Quantifying foveal cone packing in albinism. Cone density is plotted over a range of eccentricities (0 being the location of peak cone density) for 10 subjects with albinism, nine control subjects (x), and normative data from Curcio et al. (black line). For the subjects with albinism, filled black symbols represent subjects with 2 or more mutations or hemizygous mutations, filled gray symbols represent subjects with 1 mutation. Though some subjects with albinism appear to have lower absolute peak cone densities, all show a prominent increase in cone density at the fovea, with the exception of JC_0103 and JC_10074. Inset: Peak cone density versus degree of foveal hypoplasia using the grading scheme of Thomas et al. Subjects with more normal foveal morphology (i.e., lower grade of foveal hypoplasia) tend to have higher peak cone density.

Figure 5

Altered appearance of the outer retinal hyper-reflective SD-OCT bands in albinism. (A–D) Top shows a logarithmic high-resolution horizontal line scan.

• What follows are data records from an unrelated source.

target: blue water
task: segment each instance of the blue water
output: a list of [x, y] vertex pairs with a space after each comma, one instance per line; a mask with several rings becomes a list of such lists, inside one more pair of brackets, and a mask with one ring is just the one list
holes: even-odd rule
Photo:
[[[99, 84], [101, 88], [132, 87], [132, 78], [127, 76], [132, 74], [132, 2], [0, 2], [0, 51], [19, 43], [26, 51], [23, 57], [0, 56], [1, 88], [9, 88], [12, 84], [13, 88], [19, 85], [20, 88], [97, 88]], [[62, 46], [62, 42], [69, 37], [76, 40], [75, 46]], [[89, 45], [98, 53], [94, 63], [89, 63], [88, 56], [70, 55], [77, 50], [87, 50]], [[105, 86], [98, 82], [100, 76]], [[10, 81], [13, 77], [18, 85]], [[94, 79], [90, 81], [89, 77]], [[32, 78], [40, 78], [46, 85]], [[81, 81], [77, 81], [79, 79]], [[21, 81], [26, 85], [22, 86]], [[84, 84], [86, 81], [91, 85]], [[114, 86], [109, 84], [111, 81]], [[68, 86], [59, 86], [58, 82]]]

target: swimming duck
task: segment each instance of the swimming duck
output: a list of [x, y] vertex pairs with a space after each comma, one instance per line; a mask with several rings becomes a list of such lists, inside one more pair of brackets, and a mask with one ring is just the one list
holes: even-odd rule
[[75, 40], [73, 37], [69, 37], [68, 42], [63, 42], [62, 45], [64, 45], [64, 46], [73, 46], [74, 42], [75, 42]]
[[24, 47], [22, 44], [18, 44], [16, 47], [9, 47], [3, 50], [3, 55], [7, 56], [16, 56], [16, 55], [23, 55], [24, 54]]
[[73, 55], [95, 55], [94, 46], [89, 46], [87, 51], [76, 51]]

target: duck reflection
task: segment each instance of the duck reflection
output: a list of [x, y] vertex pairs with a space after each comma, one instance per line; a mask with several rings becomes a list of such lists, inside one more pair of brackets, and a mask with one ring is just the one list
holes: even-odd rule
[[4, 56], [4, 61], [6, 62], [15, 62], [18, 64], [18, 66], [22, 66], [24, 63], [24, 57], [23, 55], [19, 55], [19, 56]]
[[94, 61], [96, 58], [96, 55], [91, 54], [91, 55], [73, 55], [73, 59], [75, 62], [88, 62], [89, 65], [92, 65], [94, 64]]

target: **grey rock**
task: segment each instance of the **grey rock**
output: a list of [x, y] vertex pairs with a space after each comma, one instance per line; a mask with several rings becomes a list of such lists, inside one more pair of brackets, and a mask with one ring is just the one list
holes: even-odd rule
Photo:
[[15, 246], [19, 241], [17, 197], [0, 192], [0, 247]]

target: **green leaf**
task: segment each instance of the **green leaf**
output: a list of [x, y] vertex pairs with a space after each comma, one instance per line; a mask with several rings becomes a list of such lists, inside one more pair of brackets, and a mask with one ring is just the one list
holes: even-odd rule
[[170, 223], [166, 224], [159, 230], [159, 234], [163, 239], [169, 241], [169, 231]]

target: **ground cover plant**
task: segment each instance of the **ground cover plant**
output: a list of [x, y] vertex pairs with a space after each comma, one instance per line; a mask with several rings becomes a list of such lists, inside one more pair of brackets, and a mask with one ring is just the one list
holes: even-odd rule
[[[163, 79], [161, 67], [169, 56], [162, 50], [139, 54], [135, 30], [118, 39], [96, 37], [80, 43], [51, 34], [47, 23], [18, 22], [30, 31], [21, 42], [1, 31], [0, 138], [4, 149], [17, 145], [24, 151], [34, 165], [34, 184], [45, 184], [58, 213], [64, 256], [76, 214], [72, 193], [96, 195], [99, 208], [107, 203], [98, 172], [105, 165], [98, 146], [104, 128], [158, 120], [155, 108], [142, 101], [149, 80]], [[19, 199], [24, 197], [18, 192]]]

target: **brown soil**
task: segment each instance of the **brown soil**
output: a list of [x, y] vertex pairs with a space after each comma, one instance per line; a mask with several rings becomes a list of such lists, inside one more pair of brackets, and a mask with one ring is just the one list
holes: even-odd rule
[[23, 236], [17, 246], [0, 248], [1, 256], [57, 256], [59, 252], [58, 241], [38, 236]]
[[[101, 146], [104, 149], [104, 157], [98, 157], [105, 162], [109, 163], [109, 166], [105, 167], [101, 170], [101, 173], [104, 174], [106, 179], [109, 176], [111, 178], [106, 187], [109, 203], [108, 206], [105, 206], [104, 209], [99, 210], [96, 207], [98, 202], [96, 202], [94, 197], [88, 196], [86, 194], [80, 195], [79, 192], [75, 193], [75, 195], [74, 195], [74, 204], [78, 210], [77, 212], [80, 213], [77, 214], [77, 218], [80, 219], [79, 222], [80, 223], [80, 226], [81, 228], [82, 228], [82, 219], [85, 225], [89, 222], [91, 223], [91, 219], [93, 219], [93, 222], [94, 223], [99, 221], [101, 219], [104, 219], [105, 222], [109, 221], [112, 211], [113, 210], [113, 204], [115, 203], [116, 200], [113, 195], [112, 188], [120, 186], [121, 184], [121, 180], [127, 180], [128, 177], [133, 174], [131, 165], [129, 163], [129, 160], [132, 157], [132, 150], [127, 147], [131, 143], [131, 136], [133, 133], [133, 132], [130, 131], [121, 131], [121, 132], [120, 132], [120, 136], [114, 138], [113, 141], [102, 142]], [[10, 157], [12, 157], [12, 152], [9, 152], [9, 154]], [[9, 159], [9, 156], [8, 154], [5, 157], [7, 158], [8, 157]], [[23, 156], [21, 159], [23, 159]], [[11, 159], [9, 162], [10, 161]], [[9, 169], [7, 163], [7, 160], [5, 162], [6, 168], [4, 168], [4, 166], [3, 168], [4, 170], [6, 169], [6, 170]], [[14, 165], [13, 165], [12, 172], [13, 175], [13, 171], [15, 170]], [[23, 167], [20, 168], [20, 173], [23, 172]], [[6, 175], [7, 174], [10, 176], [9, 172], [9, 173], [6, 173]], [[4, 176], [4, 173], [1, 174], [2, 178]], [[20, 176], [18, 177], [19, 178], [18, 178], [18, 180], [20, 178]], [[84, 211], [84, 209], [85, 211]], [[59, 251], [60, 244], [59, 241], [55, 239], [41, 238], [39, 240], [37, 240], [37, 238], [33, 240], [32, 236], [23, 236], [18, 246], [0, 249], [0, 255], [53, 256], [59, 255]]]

Arrows indicate the nomenclature of Spaide and Curcio given to the outer retinal hyper-reflective bands: orange, ELM; blue, EZ; green, IZ; purple, RPE and BrM. Scale bars = 200 μm. White boxes (263 × 345 μm) delineate the areas of each image that are analyzed in the bottom. The bottom shows an LRP analysis for the central five pixels of the image excerpts (linear format) to the left of each plot. The gray line is the LRP for the logarithmic image, and the black line is the LRP for the linear image. Faint ELM bands are lost in the linear LRP, but the presence of a fifth hyper-reflective band is illustrated clearly in the linear LRP. Arrows in the bottom are color-matched to the image in the top to show the respective peaks for each hyper-reflective band. (A) Subject JC_0677 is a representative normal subject with a total of four outer retinal hyper-reflective bands at foveal and perifoveal locations. (B) Subject JC_1212 is one of seven control subjects (of 64 analyzed control subjects) with a fifth hyper-reflective band (denoted by the second purple arrow). (C, D) Representative subjects with albinism (JC_10073 and JC_0438) also display the presence of a fifth hyper-reflective band in the outer retina. The presence of a fifth band is more prevalent in subjects with albinism than in the normal population (P < 0.0001, Fisher's exact test).